Preparing to Use a Fork, by Laura Musselman
When I dream of my mother, she is hiding in the farthest corners of dimly lit rooms, bewildered and pale-faced and all bold, brown eyes. This is not unlike the real image she inhabits, sitting in her walker or on a paisley-cushioned bench at the end of the hall as she tries to piece together the portions of my face, my hair, my body into something that falls just short of familiar or safe.
My mother looks small sitting there, every day smaller than I have ever seen her. Frail, and barely there. The clothes that used to fit her snugly hang from her shoulders, sleeves like a tent meant to house the loose, wrinkled skin that hangs from her frame. She is my mother, of course, made up of the same cells that webbed into the bits and pieces of her that used to swab my dirty face with saliva and rub my back when I was sick. Conversely, she is not my mother. She is a ghost. And I am her daughter, and I am not her daughter. I am a stranger most every day she sees me.

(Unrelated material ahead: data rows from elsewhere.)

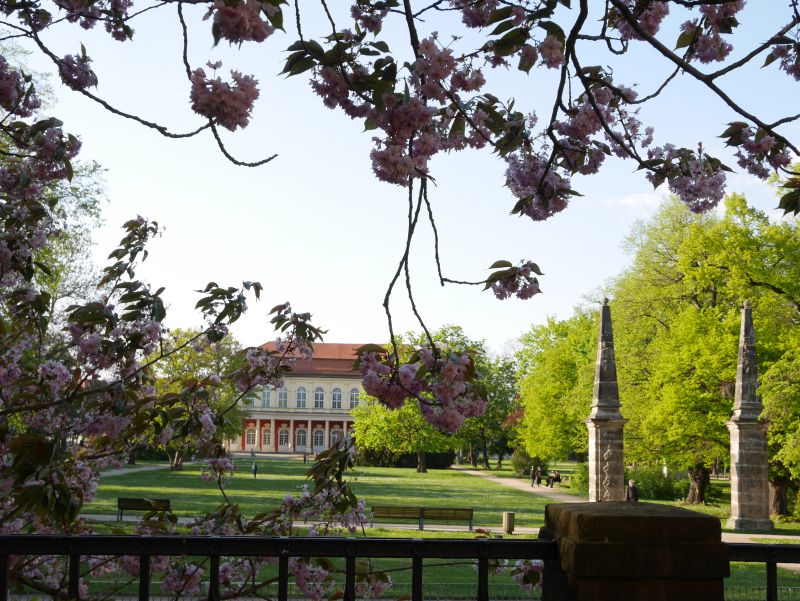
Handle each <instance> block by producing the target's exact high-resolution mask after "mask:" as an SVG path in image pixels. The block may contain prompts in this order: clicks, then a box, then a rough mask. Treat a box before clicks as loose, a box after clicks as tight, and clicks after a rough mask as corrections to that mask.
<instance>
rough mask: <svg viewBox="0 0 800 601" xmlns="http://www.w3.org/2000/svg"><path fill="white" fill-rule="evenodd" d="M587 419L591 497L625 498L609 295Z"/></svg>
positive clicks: (616, 371)
mask: <svg viewBox="0 0 800 601" xmlns="http://www.w3.org/2000/svg"><path fill="white" fill-rule="evenodd" d="M585 423H586V427H587V428H588V429H589V501H622V500H624V498H625V481H624V479H625V460H624V456H623V447H622V428H623V426H624V424H625V420H623V419H622V415H621V414H620V412H619V387H618V386H617V364H616V361H615V360H614V333H613V331H612V329H611V309H610V308H609V306H608V299H605V300H604V301H603V308H602V311H601V313H600V339H599V340H598V343H597V363H596V365H595V372H594V396H593V398H592V412H591V413H590V414H589V419H587V420H586V422H585Z"/></svg>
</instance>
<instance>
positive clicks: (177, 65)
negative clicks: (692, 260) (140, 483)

Each time I see her, there is less to see. When people ask how she is doing, this is what I say. She is disappearing, and one day I am afraid she might fall through the space between the bench cushions. One day, maybe she will. One day, there will be nothing left. I know this, and yet my visits become less regular, less dependable. To see her is to see the formidable truth that soon she will no longer be there. And I am not that brave.